CERTIFICATE OF DESIGNATION OF CLASS A, SERIES 1 PREFERRED STOCK

 

The Corporation hereby establishes the following voting powers, designations, preferences, limitations, restrictions and relative rights of its Class A, Series 1 Preferred Stock, in accordance with Delaware law:

 

1.The number of authorized shares of Class A, Series 1 Preferred Stock shall be 5,000,000 shares.

 

2.Class A, Series 1 Preferred Stock shall have the following terms:

 

a.                The Par Value of each share of Class A, Series 1 Preferred Stock is $0.00001.

 

b.               Each holder of Class A, Series 1 Preferred Stock shall have the right to one thousand (1,000) votes per share, for each share owned on any matter put forth for a vote to shareholders.

 

c.                Each holder of Class A, Series 1 Preferred Stock may, at the election of the Board of the Company or the holder, be required to convert its shares of Class A, Series 1 Preferred Stock into shares of the Corporation's common stock at the rate of one thousand (1,000) shares of common stock for each share of Class A, Series 1 Preferred Stock; provided, however, a holder's ability to convert shares of Class A, Series 1 Preferred Stock into common stock is expressly conditioned upon the Corporation having sufficient authorized but unissued shares of common stock to fulfill such request.

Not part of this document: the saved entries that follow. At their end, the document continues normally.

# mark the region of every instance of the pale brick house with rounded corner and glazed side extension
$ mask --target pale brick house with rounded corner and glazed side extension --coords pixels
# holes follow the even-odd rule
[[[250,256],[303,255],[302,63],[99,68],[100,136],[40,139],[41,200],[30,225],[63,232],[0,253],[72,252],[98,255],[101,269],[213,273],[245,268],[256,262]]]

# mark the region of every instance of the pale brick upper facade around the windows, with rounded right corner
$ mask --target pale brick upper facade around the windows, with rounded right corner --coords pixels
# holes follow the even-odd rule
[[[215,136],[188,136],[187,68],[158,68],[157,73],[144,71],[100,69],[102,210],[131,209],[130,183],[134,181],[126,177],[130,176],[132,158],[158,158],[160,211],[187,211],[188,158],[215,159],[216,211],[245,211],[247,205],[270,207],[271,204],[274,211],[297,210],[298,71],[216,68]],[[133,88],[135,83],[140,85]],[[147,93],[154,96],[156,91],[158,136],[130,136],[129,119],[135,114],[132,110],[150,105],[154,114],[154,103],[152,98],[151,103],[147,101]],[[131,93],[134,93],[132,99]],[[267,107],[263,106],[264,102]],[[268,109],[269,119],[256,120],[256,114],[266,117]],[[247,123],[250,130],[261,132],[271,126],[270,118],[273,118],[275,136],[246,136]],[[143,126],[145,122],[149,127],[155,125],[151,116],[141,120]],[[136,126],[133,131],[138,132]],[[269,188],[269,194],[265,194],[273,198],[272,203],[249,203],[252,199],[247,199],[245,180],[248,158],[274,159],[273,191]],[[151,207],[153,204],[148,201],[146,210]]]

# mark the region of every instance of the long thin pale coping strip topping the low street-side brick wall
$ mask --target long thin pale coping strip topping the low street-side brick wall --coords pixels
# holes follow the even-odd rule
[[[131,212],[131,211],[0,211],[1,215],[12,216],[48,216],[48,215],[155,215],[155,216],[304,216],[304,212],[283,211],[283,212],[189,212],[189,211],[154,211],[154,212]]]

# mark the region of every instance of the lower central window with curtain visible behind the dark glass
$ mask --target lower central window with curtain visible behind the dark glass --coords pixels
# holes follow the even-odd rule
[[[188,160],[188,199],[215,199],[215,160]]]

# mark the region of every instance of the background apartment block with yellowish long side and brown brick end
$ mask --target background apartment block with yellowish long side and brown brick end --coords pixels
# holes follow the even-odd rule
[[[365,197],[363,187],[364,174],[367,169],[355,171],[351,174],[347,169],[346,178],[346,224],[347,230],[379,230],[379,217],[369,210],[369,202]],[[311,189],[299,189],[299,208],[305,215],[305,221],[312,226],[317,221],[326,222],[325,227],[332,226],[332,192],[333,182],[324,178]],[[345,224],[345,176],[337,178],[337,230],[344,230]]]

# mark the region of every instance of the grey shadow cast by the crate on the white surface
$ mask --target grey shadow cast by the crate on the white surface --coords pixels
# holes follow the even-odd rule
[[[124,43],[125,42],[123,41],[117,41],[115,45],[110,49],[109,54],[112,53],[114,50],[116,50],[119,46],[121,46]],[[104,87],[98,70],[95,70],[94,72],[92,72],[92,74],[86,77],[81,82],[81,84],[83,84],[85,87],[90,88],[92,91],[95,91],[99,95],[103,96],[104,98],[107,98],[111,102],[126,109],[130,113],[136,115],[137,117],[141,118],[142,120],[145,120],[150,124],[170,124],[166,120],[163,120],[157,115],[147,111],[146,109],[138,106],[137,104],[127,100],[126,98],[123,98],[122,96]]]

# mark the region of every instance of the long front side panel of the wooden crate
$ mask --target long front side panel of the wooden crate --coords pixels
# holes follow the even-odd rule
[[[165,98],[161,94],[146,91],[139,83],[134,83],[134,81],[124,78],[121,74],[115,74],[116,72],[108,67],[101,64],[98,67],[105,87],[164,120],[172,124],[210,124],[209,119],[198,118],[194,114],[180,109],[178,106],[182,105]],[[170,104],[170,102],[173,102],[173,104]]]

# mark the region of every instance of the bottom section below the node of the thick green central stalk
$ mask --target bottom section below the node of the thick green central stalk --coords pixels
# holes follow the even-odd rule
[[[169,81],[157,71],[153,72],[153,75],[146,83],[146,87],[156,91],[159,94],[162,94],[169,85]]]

The Corporation shall have no obligation to deliver shares of common stock upon a purported conversion to a holder of Class A, Series 1 Preferred Stock should the Corporation have insufficient shares of authorized but unissued shares of common stock to fulfill such conversion request, and such conversion request shall be deemed null and void to the extent of such insufficiency.

 

d.               Upon the dissolution, liquidation or winding up of the Corporation, whether voluntary or involuntary, the holders of Class A, Series 1 Preferred Stock shall participate in the payment or distribution made on the Company's common stock as if such shares of Class A, Series 1 Preferred Stock had been converted into shares of common stock.

 

e.                Each holder of Class A, Series 1 Preferred Stock shall be entitled to participate in any dividends declared by the Corporation's Board as if such shares of Class A, Series 1 Preferred Stock had been converted into shares of common stock, with any such declared dividend to subtract from any already accrued dividend.

 

f.                 The board of directors is authorized, subject to limitations prescribed by law, to provide for the issuance of preferred stock in series, and to establish from time to time the number of shares to be included in each such series and the qualifications, limitations and restrictions thereof. The board of directors shall have the authority to determine by resolution all other rights.